3695
III
In the course of this discussion the reader will have felt certain doubts
arising in his mind; and he must now have an opportunity of collecting them and
bringing them forward.
It may be true that the uncanny is something which is secretly familiar,
which has undergone repression and then returned from it, and that everything
that is uncanny fulfils this condition. But the selection of material on this
basis does not enable us to solve the problem of the uncanny. For our proposition
is clearly not convertible. Not everything that fulfils this condition - not
everything that recalls repressed desires and surmounted modes of thinking
belonging to the prehistory of the individual and of the race - is on that account
uncanny.
Nor shall we conceal the fact that for almost every example adduced in
support of our hypothesis one may be found which rebuts it. The story of the
severed hand in Hauff’s fairy tale certainly has an uncanny effect, and we have
traced that effect back to the castration complex; but most readers will probably
agree with me in judging that no trace of uncanniness is provoked by Herodotus’s
story of the treasure of Rhampsinitus, in which the master-thief, whom the
princess tries to hold fast by the hand, leaves his brother’s severed hand behind
with her instead.

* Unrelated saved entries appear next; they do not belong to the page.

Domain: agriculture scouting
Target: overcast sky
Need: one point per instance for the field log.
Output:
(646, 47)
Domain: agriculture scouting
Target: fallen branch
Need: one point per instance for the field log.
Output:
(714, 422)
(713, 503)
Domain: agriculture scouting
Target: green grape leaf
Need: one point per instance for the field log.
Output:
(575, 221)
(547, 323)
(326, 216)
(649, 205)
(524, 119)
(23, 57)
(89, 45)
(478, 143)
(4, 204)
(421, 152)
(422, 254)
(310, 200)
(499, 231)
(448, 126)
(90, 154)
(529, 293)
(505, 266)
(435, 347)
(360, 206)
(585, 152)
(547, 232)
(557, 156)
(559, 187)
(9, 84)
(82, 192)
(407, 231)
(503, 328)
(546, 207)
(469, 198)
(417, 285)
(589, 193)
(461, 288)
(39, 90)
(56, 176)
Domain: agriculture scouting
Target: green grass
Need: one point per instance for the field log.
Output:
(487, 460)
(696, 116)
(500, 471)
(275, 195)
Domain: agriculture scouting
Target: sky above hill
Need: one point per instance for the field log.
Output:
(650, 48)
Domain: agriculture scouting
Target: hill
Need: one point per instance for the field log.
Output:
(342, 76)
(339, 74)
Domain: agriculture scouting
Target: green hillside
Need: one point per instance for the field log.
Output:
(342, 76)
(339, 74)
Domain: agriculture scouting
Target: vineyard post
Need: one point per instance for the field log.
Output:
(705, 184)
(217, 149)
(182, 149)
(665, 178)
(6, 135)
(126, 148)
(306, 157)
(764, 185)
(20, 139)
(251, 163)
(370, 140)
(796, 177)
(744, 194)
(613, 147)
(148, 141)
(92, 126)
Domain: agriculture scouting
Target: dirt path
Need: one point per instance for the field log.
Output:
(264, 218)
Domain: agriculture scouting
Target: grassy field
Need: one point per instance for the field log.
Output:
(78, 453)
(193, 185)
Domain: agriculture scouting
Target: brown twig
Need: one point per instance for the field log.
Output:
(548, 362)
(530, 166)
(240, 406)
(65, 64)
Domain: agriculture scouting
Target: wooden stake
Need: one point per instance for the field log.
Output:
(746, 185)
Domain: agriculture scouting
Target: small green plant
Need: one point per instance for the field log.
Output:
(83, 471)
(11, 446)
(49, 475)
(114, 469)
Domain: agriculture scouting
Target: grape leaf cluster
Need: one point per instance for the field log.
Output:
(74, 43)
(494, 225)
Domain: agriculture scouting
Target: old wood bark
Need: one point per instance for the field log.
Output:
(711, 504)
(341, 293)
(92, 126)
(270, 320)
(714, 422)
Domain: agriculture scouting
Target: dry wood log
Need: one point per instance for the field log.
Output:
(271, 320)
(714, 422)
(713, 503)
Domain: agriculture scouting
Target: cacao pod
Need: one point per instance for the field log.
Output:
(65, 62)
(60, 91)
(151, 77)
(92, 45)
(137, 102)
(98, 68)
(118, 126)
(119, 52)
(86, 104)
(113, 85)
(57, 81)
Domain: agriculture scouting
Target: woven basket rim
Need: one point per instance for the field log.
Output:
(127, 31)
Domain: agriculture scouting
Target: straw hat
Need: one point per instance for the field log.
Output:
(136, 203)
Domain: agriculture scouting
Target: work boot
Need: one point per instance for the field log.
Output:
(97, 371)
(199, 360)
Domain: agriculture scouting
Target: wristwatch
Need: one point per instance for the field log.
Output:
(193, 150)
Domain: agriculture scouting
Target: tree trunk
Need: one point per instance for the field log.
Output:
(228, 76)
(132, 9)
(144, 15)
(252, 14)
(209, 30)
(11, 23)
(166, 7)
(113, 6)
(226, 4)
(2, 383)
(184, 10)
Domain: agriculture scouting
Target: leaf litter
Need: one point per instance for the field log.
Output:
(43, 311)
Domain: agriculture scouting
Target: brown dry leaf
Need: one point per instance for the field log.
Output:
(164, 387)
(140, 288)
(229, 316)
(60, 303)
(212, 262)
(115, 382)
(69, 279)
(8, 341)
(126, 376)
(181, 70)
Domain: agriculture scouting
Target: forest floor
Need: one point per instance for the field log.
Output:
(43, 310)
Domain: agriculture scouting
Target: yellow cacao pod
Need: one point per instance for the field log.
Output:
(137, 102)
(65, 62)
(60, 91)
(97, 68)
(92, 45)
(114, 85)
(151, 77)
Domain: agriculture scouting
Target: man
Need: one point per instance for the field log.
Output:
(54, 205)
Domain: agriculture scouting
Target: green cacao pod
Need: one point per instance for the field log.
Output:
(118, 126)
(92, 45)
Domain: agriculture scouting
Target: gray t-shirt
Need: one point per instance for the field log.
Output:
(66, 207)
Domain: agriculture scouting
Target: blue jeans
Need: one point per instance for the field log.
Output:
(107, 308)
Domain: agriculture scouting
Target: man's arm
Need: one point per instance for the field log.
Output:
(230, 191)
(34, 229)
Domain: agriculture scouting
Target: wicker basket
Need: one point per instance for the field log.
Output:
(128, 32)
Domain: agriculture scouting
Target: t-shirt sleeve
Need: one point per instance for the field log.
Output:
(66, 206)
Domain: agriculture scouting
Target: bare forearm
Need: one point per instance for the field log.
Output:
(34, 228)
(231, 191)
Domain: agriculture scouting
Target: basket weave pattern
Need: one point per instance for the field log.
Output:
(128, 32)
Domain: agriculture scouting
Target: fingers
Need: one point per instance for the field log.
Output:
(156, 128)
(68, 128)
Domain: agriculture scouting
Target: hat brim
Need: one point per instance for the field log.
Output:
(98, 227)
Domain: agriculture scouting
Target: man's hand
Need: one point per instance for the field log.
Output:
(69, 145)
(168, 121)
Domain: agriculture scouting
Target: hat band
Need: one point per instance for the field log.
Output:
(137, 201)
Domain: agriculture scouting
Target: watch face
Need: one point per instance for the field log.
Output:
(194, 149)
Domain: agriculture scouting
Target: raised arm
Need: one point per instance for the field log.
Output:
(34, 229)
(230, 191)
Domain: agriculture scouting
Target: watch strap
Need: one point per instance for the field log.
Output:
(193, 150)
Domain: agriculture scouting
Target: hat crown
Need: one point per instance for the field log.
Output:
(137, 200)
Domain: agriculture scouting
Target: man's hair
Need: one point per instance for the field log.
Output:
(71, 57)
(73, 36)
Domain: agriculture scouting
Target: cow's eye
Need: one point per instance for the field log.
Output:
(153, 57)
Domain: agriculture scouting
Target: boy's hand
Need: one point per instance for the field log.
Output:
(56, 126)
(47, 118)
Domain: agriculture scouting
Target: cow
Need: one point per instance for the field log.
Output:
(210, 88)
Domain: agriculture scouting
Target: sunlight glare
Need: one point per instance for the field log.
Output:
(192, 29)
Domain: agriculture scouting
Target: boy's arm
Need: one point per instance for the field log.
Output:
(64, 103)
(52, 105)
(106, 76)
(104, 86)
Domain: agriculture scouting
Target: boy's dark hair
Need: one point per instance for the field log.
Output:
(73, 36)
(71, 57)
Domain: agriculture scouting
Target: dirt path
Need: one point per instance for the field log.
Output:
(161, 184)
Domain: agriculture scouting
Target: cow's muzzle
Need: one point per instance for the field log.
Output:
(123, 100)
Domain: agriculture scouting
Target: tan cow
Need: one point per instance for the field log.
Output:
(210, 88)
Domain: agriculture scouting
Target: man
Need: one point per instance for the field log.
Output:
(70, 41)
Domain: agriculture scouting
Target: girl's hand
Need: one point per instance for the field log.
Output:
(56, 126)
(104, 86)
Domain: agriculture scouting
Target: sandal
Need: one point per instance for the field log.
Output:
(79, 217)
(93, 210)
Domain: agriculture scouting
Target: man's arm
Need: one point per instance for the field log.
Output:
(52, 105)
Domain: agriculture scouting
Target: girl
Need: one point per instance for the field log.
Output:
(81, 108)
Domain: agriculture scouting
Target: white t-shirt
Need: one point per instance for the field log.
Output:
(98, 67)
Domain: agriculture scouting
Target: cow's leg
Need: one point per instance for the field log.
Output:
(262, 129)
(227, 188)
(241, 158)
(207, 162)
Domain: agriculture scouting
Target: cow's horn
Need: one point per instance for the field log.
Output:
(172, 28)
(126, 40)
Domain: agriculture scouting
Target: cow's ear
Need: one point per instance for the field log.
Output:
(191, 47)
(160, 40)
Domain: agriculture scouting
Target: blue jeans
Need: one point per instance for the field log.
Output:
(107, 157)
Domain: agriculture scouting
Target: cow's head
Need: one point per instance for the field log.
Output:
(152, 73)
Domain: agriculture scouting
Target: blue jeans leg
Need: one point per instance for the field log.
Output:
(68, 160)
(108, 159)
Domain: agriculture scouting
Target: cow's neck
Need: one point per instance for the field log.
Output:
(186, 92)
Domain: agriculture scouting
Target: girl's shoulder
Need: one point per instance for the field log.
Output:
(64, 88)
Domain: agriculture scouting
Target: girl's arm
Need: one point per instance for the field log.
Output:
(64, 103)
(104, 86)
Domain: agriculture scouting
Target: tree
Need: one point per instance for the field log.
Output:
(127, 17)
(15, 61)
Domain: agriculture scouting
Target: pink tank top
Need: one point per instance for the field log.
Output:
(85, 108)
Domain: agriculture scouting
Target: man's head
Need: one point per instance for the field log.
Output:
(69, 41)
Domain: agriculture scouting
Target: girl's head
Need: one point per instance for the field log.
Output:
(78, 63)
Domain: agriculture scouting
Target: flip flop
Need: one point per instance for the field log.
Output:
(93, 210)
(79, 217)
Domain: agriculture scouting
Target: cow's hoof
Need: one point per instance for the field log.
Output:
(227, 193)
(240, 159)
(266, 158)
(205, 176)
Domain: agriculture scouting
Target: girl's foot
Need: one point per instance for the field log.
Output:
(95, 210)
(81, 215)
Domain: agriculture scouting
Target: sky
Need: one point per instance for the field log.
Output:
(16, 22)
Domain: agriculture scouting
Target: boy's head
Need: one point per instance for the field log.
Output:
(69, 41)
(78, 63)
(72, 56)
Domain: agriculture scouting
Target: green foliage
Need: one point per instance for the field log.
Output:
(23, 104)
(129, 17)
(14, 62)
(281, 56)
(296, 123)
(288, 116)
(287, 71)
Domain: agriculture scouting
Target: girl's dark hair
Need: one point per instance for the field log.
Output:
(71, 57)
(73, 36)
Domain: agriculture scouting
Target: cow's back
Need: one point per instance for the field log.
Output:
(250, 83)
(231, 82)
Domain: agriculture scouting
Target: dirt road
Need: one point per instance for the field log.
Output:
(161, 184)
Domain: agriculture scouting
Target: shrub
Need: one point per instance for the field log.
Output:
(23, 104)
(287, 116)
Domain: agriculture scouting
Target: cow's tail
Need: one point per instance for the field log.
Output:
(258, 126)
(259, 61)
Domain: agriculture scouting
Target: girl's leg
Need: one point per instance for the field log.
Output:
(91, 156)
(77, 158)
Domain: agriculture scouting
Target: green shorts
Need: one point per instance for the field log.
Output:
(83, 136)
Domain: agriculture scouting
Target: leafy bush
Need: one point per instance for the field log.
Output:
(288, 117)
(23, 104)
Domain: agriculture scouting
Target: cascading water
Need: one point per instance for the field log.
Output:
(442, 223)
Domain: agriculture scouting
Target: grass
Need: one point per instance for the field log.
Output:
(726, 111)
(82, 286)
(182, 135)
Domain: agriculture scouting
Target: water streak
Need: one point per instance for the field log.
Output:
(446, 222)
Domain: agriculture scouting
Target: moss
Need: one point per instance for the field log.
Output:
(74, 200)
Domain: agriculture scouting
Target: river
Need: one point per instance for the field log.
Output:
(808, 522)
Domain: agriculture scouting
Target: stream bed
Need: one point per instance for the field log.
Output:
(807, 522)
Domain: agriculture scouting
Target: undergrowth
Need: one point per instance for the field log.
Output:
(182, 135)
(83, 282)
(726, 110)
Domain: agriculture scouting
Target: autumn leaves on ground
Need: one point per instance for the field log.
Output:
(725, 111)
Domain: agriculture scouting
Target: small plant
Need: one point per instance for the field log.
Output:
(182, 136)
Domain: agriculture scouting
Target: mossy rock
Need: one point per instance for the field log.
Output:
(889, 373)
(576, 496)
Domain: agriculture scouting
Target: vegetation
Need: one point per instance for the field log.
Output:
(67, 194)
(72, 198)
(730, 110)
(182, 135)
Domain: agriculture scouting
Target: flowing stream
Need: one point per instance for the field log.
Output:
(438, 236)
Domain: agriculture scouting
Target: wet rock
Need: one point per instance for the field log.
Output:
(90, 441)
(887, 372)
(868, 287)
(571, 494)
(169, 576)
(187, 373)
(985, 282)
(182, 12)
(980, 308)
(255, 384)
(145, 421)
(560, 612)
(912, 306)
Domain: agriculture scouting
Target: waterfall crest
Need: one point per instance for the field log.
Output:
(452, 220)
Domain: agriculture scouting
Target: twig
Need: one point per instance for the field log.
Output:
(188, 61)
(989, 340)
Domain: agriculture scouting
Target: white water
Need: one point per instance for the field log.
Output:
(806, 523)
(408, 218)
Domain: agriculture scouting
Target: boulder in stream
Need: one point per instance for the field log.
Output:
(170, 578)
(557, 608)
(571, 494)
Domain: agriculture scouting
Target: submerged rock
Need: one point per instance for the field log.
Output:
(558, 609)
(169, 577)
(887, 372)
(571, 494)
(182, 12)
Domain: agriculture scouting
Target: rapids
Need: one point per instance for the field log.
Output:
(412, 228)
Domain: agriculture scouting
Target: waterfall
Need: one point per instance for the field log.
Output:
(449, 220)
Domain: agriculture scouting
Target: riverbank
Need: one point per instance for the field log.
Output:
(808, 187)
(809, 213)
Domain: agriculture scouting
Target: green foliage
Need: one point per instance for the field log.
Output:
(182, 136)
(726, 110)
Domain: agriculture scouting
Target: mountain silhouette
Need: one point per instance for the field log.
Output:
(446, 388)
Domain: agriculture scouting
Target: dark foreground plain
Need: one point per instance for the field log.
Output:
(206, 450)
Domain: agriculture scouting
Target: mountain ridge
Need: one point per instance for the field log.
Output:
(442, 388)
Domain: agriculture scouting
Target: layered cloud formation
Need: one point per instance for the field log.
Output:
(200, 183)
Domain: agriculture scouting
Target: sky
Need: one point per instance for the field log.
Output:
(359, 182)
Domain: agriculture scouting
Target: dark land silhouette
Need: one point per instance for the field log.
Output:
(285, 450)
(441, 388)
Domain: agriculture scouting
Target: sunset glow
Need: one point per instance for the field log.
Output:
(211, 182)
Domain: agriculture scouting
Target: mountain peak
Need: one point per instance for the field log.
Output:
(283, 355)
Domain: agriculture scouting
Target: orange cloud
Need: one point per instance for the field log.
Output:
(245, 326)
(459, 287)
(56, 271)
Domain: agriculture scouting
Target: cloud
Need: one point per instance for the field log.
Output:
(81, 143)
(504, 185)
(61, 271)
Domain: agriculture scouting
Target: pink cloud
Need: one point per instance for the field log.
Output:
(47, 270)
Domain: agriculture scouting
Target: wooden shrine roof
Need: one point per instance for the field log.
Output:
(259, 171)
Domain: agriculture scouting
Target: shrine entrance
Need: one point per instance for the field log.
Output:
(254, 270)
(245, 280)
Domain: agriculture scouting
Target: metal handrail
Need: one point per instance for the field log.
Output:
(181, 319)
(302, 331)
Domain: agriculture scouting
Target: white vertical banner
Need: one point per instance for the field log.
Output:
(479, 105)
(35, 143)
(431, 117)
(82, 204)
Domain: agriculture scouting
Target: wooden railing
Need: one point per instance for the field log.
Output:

Again, the prompt fulfilment of the wishes of Polycrates
undoubtedly affects us in the same uncanny way as it did the king of Egypt; yet our
own fairy stories are crammed with instantaneous wish-fulfilments which produce
no uncanny effect whatever. In the story of ‘The Three Wishes’, the woman is
tempted by the savoury smell of a sausage to wish that she might have one too,
and in an instant it lies on a plate before her. In his annoyance at her
hastiness her husband wishes it may hang on her nose. And there it is, dangling from
her nose. All this is very striking but not in the least uncanny. Fairy tales
quite frankly adopt the animistic standpoint of the omnipotence of thoughts and
wishes, and yet I cannot think of any genuine fairy story which has anything
uncanny about it. We have heard that it is in the highest degree uncanny when an
inanimate object - a picture or a doll - comes to life; nevertheless in Hans
Andersen’s stories the household utensils, furniture and tin soldiers are alive,
yet nothing could well be more remote from the uncanny. And we should hardly
call it uncanny when Pygmalion’s beautiful statue comes to life.